Controls order of bytes in binary word values (16 bit values).

  • Mainframe systems (EBCDIC) tend to be Big Endian, which means that the first byte (8 bits) of a word is the high byte, and the second byte is the low byte.
  • Intel based platforms such as PCs are Little Endian, which results in the bytes being swapped around.
  • UNIX platforms could be either, but generally Intel based platforms are Little Endian and all others are Big Endian. If you are loading data from a platform that is not Big Endian (such as binary PC data) then you must select Little Endian for the data to be interpreted correctly.
Data alignment

Specifies how data is stored and depends solely on the compiler that generates the application that created the data.

In general, IBM mainframe (MVS) data is stored using the two-byte method and ICL/PC (Microfocus compiler) data is stored using the one-byte method.

IBM MVS half word alignments:

pic digits 0123456789012345678

byte length 0222244444888888888

Intel, ICL, single byte alignments:

pic digits 0123456789012345678

byte length 0112233444555667788

There are several ways to ascertain which method is used:

  • Consult the original COBOL compiler documentation used to create the application where the data originated.
  • Ask someone who knows how the original data was created and by which system (generally, systems programmers will know this).
  • Assume IBM mainframe data is two-byte aligned, and everything else is one-byte aligned.

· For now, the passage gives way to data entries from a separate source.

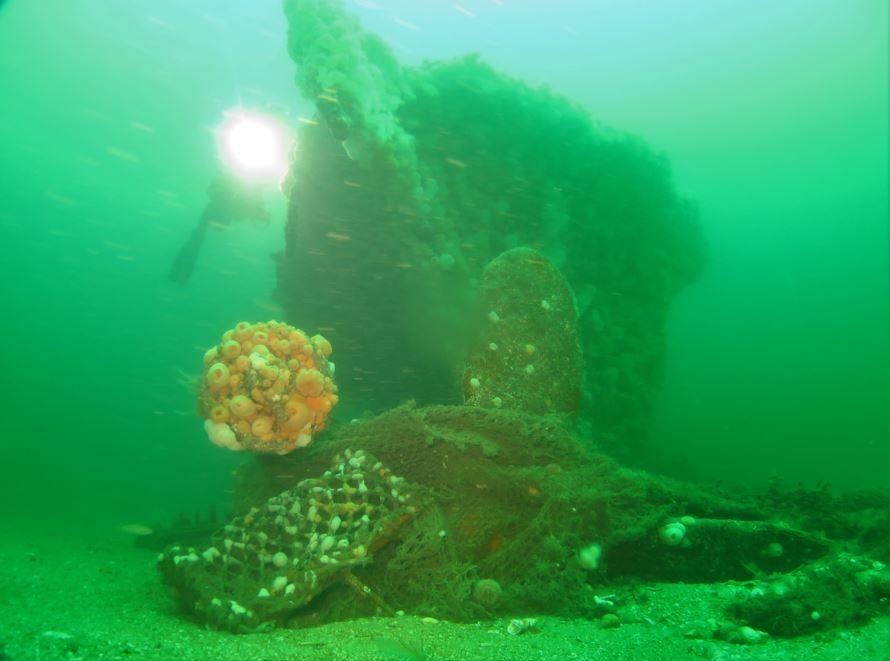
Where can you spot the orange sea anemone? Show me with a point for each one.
(267, 387)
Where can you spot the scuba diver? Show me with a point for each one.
(229, 200)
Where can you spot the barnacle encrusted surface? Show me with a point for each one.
(278, 557)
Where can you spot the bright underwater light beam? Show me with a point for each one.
(253, 146)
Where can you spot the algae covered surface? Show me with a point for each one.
(478, 330)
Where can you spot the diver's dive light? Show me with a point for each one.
(253, 146)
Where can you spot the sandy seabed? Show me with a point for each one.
(92, 595)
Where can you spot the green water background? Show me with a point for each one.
(774, 115)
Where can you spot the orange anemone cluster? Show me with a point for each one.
(267, 387)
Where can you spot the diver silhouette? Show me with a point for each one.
(228, 200)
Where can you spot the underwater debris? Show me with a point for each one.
(265, 565)
(533, 359)
(837, 591)
(268, 387)
(455, 158)
(520, 626)
(705, 550)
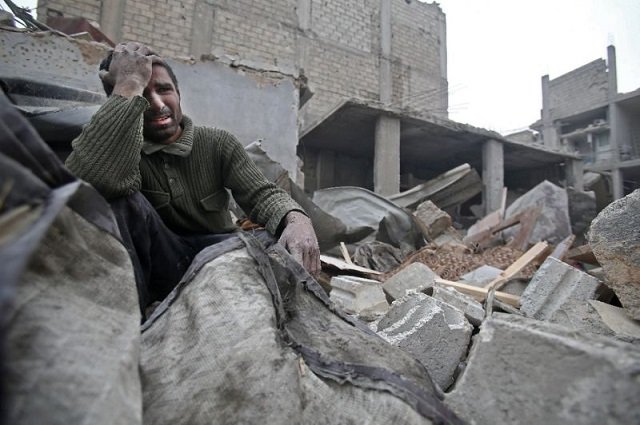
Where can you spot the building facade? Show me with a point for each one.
(393, 51)
(583, 113)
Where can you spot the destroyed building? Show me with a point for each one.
(511, 325)
(584, 113)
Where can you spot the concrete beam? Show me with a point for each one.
(385, 77)
(492, 175)
(112, 18)
(574, 174)
(202, 29)
(386, 161)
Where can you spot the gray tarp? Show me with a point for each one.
(247, 337)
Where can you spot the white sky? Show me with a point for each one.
(498, 50)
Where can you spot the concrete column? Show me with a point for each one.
(326, 169)
(112, 18)
(492, 175)
(549, 133)
(385, 77)
(574, 173)
(201, 29)
(386, 161)
(444, 82)
(617, 183)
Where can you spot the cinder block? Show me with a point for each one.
(356, 295)
(435, 220)
(555, 284)
(525, 371)
(435, 333)
(416, 277)
(472, 309)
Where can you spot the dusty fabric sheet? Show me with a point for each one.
(249, 337)
(73, 331)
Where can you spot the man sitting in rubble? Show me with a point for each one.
(166, 179)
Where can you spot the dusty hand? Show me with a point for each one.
(300, 240)
(130, 69)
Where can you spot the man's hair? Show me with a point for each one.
(106, 63)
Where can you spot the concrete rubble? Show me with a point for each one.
(472, 309)
(359, 296)
(615, 242)
(434, 332)
(416, 277)
(553, 224)
(554, 285)
(434, 220)
(524, 371)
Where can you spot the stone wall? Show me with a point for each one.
(335, 43)
(579, 90)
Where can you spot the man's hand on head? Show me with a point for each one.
(130, 69)
(299, 238)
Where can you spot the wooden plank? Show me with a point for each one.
(343, 265)
(480, 293)
(517, 266)
(345, 253)
(560, 251)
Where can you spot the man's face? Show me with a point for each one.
(162, 119)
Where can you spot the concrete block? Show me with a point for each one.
(614, 240)
(472, 309)
(553, 224)
(553, 286)
(356, 295)
(435, 220)
(434, 332)
(481, 276)
(416, 277)
(524, 371)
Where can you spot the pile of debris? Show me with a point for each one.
(510, 321)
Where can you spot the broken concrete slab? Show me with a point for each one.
(434, 332)
(472, 309)
(553, 223)
(582, 210)
(553, 286)
(481, 275)
(378, 256)
(614, 240)
(524, 371)
(416, 277)
(432, 219)
(617, 320)
(359, 296)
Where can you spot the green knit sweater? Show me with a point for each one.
(184, 181)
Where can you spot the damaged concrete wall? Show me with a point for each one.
(335, 44)
(252, 105)
(579, 90)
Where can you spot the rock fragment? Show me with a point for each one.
(555, 284)
(614, 238)
(416, 277)
(434, 332)
(360, 296)
(525, 371)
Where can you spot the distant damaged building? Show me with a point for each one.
(583, 113)
(370, 80)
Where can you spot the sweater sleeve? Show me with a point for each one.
(262, 200)
(107, 152)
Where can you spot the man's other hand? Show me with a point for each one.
(300, 240)
(130, 69)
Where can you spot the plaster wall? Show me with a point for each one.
(336, 44)
(578, 90)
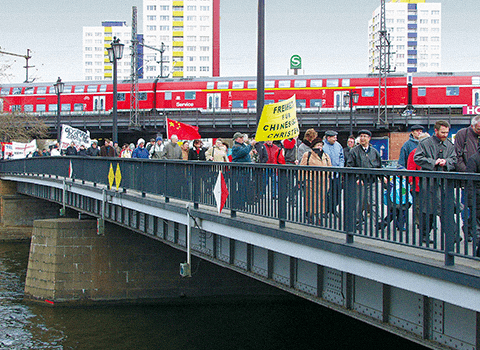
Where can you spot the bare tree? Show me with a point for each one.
(21, 127)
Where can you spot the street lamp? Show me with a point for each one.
(351, 98)
(115, 52)
(58, 90)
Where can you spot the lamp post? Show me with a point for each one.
(351, 97)
(115, 52)
(58, 90)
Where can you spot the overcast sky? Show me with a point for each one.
(330, 36)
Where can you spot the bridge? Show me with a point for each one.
(275, 236)
(224, 122)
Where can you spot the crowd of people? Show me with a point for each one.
(420, 152)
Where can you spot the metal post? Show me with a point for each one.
(115, 131)
(351, 112)
(261, 59)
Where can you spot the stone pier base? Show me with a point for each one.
(70, 263)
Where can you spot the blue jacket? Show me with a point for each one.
(335, 152)
(140, 153)
(241, 153)
(406, 149)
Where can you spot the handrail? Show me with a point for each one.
(394, 206)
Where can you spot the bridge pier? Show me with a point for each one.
(70, 263)
(17, 212)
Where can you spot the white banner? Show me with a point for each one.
(21, 150)
(76, 136)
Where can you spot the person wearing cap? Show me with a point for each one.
(93, 150)
(240, 150)
(410, 144)
(218, 152)
(107, 149)
(364, 155)
(335, 151)
(197, 152)
(140, 151)
(435, 153)
(172, 150)
(156, 151)
(315, 191)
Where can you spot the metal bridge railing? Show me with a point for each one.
(436, 211)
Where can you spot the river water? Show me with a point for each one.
(265, 325)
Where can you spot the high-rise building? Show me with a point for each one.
(96, 40)
(415, 31)
(190, 33)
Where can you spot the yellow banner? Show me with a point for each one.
(278, 121)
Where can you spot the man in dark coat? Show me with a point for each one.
(435, 153)
(410, 144)
(365, 156)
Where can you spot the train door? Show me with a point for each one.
(99, 103)
(339, 100)
(214, 101)
(476, 97)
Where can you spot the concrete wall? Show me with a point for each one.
(18, 212)
(70, 263)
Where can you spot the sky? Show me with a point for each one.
(330, 36)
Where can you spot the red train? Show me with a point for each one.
(459, 92)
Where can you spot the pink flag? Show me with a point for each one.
(220, 192)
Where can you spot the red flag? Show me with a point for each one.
(220, 192)
(182, 130)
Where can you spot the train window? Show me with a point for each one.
(78, 107)
(332, 82)
(269, 84)
(453, 91)
(368, 92)
(301, 103)
(79, 89)
(190, 95)
(237, 104)
(238, 85)
(222, 85)
(300, 83)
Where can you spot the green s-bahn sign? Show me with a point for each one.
(295, 62)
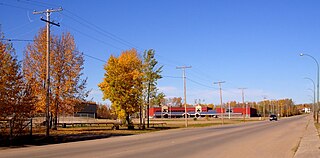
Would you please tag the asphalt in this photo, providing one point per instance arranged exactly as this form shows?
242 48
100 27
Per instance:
309 146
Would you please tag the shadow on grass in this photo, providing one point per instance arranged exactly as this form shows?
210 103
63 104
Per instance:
40 139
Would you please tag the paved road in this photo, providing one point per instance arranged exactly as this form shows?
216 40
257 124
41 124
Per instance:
258 139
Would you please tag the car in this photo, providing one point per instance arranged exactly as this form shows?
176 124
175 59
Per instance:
273 117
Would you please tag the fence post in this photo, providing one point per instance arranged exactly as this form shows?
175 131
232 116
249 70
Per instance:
11 128
30 127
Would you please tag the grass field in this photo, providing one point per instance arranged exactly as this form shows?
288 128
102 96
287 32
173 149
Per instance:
79 133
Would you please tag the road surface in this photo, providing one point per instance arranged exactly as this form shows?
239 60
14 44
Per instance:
256 139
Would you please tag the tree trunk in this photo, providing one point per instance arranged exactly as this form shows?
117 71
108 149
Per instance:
130 125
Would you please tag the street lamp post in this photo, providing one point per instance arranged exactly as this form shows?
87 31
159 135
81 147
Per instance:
302 54
314 96
222 112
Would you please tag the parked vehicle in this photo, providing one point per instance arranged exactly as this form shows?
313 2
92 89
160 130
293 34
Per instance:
273 117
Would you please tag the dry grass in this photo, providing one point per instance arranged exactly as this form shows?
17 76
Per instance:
318 128
79 133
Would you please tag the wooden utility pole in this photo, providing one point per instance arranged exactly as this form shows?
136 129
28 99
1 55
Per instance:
47 85
185 93
243 105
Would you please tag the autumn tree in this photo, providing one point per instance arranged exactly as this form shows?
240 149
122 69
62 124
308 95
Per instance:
122 84
67 87
103 112
16 98
151 72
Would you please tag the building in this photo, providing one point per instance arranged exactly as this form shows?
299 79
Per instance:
198 111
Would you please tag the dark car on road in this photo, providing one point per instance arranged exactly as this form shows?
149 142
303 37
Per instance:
273 117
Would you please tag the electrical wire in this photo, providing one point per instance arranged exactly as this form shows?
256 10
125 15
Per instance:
89 36
14 6
18 40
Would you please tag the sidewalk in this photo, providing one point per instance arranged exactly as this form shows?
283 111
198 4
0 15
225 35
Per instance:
310 142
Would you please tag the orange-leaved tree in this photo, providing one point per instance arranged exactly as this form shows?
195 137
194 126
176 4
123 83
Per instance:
16 98
66 64
122 84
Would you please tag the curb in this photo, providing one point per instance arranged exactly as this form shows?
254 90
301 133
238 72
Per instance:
310 143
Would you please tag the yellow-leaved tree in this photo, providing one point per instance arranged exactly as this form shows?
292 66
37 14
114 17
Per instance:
122 84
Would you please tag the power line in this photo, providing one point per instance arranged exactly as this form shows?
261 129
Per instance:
95 58
170 76
100 30
101 41
201 84
18 40
29 2
14 6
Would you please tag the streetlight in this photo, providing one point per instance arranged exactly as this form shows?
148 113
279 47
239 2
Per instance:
302 54
222 113
314 96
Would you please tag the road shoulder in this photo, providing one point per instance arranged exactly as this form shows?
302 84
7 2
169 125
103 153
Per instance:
310 142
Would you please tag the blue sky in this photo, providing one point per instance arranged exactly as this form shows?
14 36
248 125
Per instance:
248 43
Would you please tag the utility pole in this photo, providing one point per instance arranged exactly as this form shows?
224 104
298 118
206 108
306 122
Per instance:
243 104
221 109
185 93
264 107
47 85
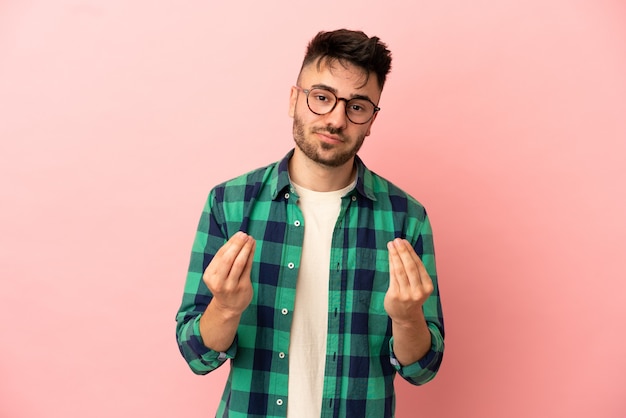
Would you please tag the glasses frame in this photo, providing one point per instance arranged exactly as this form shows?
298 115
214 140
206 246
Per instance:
338 99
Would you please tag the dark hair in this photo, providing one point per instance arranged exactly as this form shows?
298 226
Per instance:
350 47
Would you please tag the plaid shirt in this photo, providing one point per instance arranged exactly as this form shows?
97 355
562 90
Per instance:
360 365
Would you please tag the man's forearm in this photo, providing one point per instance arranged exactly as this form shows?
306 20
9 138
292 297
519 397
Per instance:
218 327
411 341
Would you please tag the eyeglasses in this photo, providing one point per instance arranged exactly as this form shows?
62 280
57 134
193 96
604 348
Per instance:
322 101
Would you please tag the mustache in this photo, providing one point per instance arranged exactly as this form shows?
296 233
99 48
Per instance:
330 130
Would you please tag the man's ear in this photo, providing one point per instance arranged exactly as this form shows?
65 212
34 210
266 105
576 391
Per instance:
369 129
293 99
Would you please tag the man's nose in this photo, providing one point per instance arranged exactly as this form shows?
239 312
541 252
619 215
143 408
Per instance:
337 117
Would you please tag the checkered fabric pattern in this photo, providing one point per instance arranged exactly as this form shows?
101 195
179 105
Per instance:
360 365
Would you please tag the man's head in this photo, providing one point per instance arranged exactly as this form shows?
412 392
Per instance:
352 48
335 100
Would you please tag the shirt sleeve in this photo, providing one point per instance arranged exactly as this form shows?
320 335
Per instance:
196 297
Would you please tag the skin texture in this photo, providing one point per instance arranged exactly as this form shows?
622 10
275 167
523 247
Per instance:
322 161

Try the Preview option to see which setting works best for the file. If you select the incorrect setting, generally the record contents after the COMP field will be misaligned.

Record delimiter

Specifies how records are delimited in your data file.

Typically, COBOL data files are fixed length and have no record delimiter. However, if COBOL data is exported from the original application and transferred into other file systems (especially UNIX), they could contain record delimiters added by the export or transfer process.

If the file originated from

  • Windows—select CR/LF.
  • UNIX—select LF.
  • IBM mainframe—select None.
Note: The preview pane will attempt to display end of line characters. These characters will differ depending on what font is selected.
Redefines

Select:

All to account for all REDEFINES clauses in a copybook. If this option is selected and the system encounters a REDEFINES clause, it removes the REDEFINES clause and keeps both representations of the data in the copybook. The data file will be populated to match the copybook.

Note: You cannot selectively pick REDEFINES clauses to describe data areas. If this is the case, modify your copybook prior to importing data to a repository.
Note: can handle nested REDEFINES clauses.

Select:

First to ignore all REDEFINES clauses in the copybook.

Treat unsigned comp-3 fields as comp-6 Place a check in this box only if your COBOL compiler supports COMP-3 without an embedded sign.
Character Encoding: Controls the character set for the file. EBCDIC data is translated into a correct ASCII representation on load. Generally, UNIX COBOL files will be ASCII and IBM mainframe data will be EBCDIC.
National Character Encoding: If your COBOL copybooks define national data items holding Unicode strings (such as PIC clause containing "N" and USAGE NATIONAL) or your compiler options from the data source are set to NSYMBOL(NATIONAL) or CODEPAGE, you should specify the National Character encoding standard of the data source.